J’ai toujours été attirée par la chose publique. Pendant mes années au collège, je m’occupais du journal et de l’association étudiante. C’est d’ailleurs à l’Association générale des étudiants de Drummondville que j’ai rencontré mon mari, Germain (Jutas). J’ai également milité pendant des années au Parti québécois. J’avais donc une bonne connaissance de ce qu’était l’organisation politique. Ma mère me disait que c’était dur la politique. C’est vrai qu’on est comme un poisson rouge dans un bocal, qu’il peut avoir de la confrontation à l’occasion, qu’il faut savoir faire de l’arbitrage mais c’est un métier passionnant!

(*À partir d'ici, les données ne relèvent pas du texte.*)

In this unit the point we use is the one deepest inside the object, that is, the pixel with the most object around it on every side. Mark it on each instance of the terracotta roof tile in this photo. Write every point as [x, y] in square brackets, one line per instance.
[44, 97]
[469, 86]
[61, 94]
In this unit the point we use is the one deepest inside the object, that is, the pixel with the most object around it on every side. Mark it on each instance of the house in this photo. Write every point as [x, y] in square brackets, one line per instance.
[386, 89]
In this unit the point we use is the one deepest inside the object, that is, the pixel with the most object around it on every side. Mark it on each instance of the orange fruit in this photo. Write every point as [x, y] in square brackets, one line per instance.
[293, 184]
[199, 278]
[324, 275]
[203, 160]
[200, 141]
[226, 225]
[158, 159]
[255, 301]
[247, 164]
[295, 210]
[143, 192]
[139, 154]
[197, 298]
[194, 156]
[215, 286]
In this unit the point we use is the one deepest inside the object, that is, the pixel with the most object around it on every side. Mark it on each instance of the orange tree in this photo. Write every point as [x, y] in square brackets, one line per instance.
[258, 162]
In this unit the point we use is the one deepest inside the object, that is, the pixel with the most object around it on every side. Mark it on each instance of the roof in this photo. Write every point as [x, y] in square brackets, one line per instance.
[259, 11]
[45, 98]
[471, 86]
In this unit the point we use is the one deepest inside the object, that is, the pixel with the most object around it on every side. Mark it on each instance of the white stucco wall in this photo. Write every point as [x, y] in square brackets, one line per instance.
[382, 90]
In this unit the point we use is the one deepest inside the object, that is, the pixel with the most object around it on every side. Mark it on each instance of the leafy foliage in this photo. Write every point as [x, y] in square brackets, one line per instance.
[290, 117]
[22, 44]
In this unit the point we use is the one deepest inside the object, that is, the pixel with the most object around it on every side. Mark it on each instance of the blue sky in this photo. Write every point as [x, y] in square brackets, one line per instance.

Peut-on affirmer que vos quatre années comme conseillère ont constitué en quelque sorte votre école de la politique municipale ?
Mon mandat comme conseillère m’a bien sûr mise en contact avec les réalités de la politique municipale. J’aimais bien les dossiers en général, on m’avait confié ceux de la culture au début pour me les retirer et les confier à quelqu’un d’autre en ne me laissant que ceux des jumelages. La population avait manifesté son mécontentement spontanément et avec force. Cela m’avait surprise et encouragée mais le maire n’avait pas changé d’idée. J’étais la seule femme aussi, ce n’était pas toujours facile lors de certaines réunions. Oui, ce fut néanmoins une bonne période d’apprentissage.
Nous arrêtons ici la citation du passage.